To be clear, practically no one sits down and goes "How can we discriminate
today?" outside possibly a few rumored actors I've heard of. This is
critically important to understand if you actually want to get to the core of
how we unintentionally end up with seemingly laughably biased systems. It is
almost always through second or third order effects through which thus type of
thing slips in.

Case and point:

Facial recognition would go something like this:

"Hey, we can use this neural network thing to recognize faces. What can we do
with that?"

"Well, let's see if it can find surprising trends by feeding in our datasets,
plus some control images to revolutionize the way we market to our customers!
We have their Facebook or email, let's just grab a picture associated with
that and see what happens."

<...something marginally useful happens...>

<...rumors spread of something marginally useful happening when applying this
technique in this case...>

<...multiple companies try to eke out some competitive edge by experimenting
with their own variations...>

<...a data scientist gets interested in all this hubub, and does a meta-
analysis, finding some flaw, or how the entire technique basically degenerated
to some form of wealth concentration or population based heatmap in a really
difficult for regular people to understand way...>

<...media reports that technologists are evil racist masterminds due to the
coincidental segmentation of disadvantaged populations...>

All of it coming out of a "Huh, I wonder if that would work here?"

Or you get another one, where you end up marketing to a particular
demographic, but without realizing it, the thing you market is in and of
itself part of the reason the demographic is what is, and doesn't foster much
customer migration out of.
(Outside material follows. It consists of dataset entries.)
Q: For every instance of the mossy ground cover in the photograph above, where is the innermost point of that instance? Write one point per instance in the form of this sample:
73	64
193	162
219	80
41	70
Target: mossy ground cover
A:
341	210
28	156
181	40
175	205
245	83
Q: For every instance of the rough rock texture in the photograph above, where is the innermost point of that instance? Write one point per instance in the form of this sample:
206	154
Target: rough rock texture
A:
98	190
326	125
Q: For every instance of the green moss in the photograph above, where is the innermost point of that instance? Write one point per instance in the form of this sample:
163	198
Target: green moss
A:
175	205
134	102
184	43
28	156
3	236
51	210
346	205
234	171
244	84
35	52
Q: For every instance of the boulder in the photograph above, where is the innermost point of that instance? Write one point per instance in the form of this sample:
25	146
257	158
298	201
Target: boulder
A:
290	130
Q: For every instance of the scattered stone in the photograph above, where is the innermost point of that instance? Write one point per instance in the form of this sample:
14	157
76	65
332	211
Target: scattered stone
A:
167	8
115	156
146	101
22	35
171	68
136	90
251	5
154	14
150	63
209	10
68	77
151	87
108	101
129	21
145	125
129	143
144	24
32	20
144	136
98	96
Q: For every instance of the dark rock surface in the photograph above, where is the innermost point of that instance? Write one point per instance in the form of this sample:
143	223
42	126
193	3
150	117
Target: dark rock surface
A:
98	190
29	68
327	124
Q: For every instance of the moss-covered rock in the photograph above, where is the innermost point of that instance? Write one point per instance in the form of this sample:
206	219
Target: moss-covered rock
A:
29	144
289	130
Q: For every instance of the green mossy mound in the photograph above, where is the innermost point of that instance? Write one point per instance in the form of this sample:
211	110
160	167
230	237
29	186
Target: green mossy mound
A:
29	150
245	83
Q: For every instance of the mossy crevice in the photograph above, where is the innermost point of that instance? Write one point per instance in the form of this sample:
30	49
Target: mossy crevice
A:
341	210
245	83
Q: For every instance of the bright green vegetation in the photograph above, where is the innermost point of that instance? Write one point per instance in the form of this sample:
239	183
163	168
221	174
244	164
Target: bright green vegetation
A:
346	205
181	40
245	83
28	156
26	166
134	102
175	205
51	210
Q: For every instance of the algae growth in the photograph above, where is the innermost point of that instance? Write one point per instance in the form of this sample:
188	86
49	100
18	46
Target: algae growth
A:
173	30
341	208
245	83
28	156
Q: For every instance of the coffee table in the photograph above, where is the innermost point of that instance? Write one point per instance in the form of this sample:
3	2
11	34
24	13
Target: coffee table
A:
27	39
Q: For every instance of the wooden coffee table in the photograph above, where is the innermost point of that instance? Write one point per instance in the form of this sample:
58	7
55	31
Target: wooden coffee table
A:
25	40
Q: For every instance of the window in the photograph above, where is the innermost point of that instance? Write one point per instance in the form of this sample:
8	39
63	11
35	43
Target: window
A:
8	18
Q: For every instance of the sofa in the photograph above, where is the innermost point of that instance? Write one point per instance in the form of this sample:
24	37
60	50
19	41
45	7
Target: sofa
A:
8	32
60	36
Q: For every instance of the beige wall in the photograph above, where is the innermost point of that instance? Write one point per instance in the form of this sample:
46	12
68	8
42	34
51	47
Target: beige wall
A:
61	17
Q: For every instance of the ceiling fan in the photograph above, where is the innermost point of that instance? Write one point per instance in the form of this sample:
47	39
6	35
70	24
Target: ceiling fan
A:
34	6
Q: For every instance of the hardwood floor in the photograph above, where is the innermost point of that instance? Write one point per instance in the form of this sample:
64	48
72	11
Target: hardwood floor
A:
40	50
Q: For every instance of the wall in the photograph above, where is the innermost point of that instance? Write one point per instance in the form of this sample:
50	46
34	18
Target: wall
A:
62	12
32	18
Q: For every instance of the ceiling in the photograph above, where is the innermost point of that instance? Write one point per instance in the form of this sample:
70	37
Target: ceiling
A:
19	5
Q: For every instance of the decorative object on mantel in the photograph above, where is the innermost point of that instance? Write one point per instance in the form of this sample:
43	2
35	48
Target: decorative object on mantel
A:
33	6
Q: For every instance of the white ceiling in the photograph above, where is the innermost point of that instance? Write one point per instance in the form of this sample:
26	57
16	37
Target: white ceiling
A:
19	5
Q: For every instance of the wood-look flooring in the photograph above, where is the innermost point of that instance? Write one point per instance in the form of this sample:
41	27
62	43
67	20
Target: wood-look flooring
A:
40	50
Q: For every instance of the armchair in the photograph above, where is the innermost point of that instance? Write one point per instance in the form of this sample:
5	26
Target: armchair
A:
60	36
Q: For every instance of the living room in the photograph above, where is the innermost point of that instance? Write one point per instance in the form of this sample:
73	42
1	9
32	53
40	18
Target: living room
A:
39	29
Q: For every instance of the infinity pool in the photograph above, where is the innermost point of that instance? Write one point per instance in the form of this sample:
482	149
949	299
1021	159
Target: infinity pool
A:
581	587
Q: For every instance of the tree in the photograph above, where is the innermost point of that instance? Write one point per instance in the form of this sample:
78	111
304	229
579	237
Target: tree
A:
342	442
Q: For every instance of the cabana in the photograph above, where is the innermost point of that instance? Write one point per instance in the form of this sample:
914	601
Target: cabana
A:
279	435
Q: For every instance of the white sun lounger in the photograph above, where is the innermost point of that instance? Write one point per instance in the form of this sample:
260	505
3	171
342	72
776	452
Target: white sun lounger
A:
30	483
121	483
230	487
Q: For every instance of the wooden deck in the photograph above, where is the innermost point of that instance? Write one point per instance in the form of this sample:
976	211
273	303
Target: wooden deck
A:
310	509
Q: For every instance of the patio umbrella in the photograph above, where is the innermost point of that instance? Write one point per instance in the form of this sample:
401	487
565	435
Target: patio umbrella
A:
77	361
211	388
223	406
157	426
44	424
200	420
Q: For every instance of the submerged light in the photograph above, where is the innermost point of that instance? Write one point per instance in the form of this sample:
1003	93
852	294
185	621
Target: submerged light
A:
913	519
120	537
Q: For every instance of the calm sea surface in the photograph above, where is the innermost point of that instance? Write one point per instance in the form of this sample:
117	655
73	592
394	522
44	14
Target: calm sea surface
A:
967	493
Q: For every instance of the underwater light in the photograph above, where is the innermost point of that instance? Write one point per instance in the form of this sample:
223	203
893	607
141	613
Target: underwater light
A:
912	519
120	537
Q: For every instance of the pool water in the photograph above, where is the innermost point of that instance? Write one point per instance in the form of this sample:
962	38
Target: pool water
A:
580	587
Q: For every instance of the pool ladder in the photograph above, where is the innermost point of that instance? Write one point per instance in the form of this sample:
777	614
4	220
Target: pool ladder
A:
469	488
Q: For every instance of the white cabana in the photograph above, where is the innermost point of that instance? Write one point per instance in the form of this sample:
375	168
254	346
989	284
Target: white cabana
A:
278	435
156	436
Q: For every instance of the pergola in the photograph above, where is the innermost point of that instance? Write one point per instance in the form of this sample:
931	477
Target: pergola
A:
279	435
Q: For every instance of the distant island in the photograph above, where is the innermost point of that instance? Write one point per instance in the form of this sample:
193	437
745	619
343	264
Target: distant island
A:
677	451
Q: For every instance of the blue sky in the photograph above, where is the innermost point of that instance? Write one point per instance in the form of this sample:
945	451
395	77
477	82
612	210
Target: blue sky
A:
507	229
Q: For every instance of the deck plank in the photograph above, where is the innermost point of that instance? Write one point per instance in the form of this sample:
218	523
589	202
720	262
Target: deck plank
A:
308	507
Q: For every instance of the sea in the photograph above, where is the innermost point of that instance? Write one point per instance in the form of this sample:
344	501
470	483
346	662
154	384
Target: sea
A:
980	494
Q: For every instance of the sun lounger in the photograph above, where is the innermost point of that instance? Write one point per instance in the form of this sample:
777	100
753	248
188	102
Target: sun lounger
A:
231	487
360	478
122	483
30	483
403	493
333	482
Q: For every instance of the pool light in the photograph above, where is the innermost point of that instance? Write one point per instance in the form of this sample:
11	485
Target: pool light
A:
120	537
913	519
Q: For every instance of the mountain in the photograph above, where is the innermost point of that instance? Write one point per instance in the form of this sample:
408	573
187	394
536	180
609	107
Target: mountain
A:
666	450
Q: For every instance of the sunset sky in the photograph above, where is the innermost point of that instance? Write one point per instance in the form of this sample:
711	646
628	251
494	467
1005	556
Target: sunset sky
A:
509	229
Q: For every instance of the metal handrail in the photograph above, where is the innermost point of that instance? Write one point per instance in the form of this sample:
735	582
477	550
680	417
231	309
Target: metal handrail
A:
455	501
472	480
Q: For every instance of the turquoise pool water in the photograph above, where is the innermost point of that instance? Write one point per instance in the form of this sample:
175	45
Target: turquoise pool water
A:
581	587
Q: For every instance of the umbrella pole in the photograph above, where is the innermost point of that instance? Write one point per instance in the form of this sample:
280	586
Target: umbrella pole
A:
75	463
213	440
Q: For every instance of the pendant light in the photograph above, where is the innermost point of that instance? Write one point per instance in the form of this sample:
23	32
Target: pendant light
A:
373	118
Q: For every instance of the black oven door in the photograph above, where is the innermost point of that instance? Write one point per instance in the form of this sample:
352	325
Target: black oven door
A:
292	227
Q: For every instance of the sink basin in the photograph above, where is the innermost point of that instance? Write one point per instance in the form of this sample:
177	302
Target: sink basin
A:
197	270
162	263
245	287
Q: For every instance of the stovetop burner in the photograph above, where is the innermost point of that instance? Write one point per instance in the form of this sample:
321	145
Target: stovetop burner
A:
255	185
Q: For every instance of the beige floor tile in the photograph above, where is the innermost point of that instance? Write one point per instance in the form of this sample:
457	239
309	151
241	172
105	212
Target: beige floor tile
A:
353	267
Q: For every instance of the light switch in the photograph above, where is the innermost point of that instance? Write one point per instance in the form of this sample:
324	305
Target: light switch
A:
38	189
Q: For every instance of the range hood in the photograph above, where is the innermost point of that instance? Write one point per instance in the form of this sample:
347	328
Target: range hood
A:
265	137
An example being businesses operating on the basis
of "poor people fees" as I call them.

Businesses set out to make tools that help people not be poor, but the income
stream is structured around collecting these types of fees from their target
market segment. They are looking a it business performance metrics and doing
things good for business. That something good for business done for the best
of reasons could in the end be bad is not a realization that a lot of people
end up putting in the work to arrive at.

Technology very rarely _solves_ problems they aren't directly designed to
solve. What it is really good at though is amplifying what problems already
exist within the axiomatic space in which they exist. In the words of Einstein
"We can not solve our problems with the same level of thinking that created
them."

Most tech of the last few decades has actually been designed to:

-Enable transactions that were previously untenable to facilitate given the reliance on physical means of exchange -surveillance/remote monitoring -accountability laundering -penny-pinching and fiscal optimization

Once you understand that finance has firmly decoupled from even the most
remote semblance of correlation to actual utility created in anything else
other than wealth movement; you'll see why it seems like nothing ever gets
solved.

The problem isn't racism. It's your money is in your pocket, and we want it in
our coffers with the largest ratio of value gained vs our value list that the
market will allow. That simple.